Fix: Design SecretVault and IdentityProvider capability traits on topologies. This is a significant architectural decision that needs an ADR.

Blocked by: Real-world use of a second implementation (e.g., HashiCorp Vault, Keycloak) to validate the abstraction boundary.

9.8 Auto-unseal for OpenBao — FUTURE

Problem: Every pod restart requires manual unseal. OpenbaoSetupScore handles this, but requires re-running the Score.

Fix: Configure Transit auto-unseal (using a second OpenBao/Vault instance) or cloud KMS auto-unseal. This is an operational concern that should be configurable in OpenbaoSetupScore.

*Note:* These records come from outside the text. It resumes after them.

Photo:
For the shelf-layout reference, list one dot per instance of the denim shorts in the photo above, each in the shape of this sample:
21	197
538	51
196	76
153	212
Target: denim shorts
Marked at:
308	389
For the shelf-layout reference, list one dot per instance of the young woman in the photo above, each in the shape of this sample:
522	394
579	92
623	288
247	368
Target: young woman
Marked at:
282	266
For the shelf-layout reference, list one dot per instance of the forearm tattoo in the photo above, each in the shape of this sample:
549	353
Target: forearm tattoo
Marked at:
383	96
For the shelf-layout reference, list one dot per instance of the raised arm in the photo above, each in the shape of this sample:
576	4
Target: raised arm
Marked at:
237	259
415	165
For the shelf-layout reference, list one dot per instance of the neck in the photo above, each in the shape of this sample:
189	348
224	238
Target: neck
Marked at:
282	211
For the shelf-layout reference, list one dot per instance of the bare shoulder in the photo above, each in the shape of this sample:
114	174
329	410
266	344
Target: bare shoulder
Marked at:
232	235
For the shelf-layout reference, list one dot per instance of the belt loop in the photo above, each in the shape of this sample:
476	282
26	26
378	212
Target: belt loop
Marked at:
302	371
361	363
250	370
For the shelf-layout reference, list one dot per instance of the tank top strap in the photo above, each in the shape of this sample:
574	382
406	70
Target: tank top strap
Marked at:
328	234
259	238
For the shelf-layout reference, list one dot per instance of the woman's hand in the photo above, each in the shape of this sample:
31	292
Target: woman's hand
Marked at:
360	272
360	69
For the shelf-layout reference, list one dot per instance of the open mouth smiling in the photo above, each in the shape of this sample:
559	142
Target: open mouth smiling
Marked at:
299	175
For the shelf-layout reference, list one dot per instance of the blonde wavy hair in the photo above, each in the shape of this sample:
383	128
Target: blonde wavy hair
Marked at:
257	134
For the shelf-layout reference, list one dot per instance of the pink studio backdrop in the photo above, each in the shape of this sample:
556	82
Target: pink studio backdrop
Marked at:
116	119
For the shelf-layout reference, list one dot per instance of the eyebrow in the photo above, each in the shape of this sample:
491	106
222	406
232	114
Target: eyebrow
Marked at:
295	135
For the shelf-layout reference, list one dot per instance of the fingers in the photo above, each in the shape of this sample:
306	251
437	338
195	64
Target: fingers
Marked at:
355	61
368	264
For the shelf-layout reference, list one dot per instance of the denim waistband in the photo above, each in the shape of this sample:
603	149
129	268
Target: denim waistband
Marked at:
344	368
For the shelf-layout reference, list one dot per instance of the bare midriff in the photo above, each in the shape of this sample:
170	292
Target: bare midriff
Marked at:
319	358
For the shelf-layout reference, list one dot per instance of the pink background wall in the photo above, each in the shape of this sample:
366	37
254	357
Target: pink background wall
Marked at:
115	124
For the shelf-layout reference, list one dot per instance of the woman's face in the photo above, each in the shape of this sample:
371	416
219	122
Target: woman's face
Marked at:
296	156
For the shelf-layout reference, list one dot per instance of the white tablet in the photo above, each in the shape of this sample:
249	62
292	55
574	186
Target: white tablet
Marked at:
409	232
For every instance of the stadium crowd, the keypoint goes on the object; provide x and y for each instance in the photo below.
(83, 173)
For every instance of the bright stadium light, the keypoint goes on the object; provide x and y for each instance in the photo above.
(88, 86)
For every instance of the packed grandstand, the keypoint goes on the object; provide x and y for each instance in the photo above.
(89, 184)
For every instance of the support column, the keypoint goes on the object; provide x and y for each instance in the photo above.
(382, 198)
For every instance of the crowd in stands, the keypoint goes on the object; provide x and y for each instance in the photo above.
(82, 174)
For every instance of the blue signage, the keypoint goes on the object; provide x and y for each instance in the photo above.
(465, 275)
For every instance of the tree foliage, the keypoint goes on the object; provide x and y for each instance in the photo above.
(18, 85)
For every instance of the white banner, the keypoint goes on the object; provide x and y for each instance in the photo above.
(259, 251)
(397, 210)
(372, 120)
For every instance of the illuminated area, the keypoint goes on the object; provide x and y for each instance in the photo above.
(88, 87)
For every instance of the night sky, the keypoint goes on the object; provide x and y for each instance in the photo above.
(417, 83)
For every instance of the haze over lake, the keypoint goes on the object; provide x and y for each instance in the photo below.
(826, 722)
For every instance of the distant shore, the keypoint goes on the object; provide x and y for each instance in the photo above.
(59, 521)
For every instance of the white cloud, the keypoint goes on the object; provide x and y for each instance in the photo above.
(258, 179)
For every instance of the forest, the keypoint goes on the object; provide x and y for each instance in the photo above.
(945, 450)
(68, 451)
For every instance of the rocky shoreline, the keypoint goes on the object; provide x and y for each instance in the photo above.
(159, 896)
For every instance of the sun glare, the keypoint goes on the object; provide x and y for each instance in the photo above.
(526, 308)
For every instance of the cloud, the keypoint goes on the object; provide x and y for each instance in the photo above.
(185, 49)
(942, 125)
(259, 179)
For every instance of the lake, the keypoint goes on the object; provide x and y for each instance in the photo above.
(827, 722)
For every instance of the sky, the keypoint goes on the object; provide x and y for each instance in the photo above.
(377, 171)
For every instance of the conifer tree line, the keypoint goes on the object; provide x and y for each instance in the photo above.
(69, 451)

Relationship to Other Phases

  • Phase 1 (config crate): SSO flow builds directly on harmony_config + StoreSource<OpenbaoSecretStore>. Phase 1 task 1.4 is now complete via the harmony_sso example.
  • Phase 2 (migrate to harmony_config): The 19 SecretManager call sites should migrate to ConfigManager with the OpenbaoSecretStore backend. The SSO flow validates this pattern works.
  • Phase 5 (E2E tests): The harmony_sso example is a candidate for the first E2E test -- it deploys k3d, exercises multiple Scores, and verifies config storage.